Passion was never an issue with McDaniels and, as we saw when his Patriots offense faced the Ravens, neither is creativity.
This season, Denver’s idea of creativity was overreacting to a loss in St. Louis and completely changing their offense. Tying the hands of your quarterback who had 30 touchdowns and nine interceptions through 10 weeks can only be defined as stupid.
McDaniels, on the other hand, lined up a wide receiver as an offensive lineman and split him out wide in the Divisional Round of the playoffs. The Patriots ran that innovative/infamous formation three times against Baltimore. All three plays went for 10-plus yards and a first down. John Harbaugh’s head is still spinning.
McDaniels has made a career of pushing the envelope. As he’s matured and refocused on coaching, he has proved his value as an elite coach.
In 2011, Fox’s golly-geez attitude was unquestionably what the Broncos needed to clean up a frat house atmosphere created by a young inexperienced coach. In 2015, that wasn’t the case. Fox was Denver’s biggest negative. He looked like nothing more than a stubborn old man stuck in his ways, refusing to change. His stubbornness caused him to mismanage games, handcuff his star quarterback and suck the passion from his team. But, none of those were his biggest crime.
Fox spent the week of a playoff game angling for his next head-coaching job. He quit on the Broncos. McDaniels biggest crime in Denver was hubris.
Quitting is rarely forgiven and never forgotten.

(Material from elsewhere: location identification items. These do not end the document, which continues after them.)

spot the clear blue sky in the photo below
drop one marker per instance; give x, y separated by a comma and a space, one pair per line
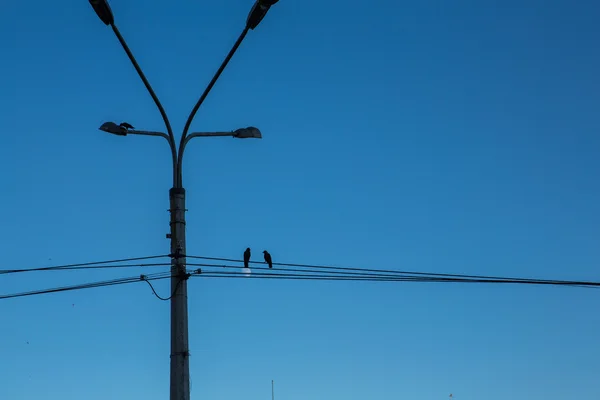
458, 137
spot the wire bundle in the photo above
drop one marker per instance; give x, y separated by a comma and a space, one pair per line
281, 271
333, 273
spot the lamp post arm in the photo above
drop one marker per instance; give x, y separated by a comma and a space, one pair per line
183, 140
170, 137
150, 133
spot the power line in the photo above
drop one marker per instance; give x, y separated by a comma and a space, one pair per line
384, 271
91, 265
368, 278
112, 282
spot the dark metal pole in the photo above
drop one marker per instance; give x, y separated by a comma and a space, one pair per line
180, 355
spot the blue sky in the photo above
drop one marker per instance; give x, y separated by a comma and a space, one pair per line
457, 137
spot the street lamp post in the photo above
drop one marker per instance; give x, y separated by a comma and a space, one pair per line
179, 368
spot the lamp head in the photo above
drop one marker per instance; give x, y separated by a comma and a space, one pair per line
103, 10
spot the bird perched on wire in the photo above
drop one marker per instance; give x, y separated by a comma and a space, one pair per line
246, 257
126, 125
268, 259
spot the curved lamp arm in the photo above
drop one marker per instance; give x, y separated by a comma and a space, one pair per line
150, 133
183, 140
170, 138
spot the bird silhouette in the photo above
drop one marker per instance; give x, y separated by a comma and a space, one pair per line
246, 257
268, 259
126, 125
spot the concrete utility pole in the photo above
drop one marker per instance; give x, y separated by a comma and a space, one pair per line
180, 367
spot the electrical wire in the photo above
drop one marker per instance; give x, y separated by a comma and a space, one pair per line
385, 271
91, 265
347, 270
164, 298
112, 282
367, 277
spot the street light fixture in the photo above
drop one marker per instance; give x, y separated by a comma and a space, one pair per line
113, 128
103, 10
179, 367
258, 12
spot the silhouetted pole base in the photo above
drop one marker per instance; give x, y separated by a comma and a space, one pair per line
180, 355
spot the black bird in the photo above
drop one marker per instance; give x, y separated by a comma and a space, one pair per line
246, 257
126, 125
268, 259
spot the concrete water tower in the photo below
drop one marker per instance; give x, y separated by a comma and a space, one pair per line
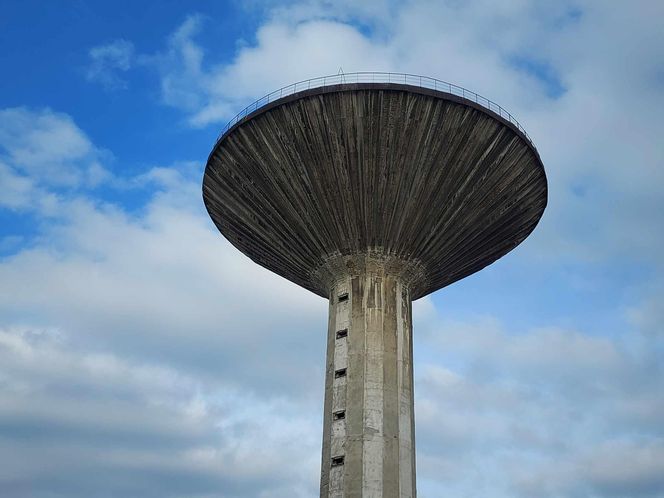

Pride is not the same sin.
McDaniels pride accounted for innumerous errors in Denver. All you can ask from young men is that they learn from those errors and the Patriots offensive coordinator has done just that. Under John Elway’s leadership, McDaniels would have strictly had to coach and that’s what he does best.
The fresh thinking of a young, matured up-and-comer would have served the Broncos much better than a stubborn, stuck-in-his-way-of-thinking has been.
If McDaniels got his opportunity as Broncos head coach too early, Fox held on to his too long.
Under Josh McDaniels the Broncos would have been legitimate Super Bowl contenders and not a rudderless ship. Think about that one, Denver.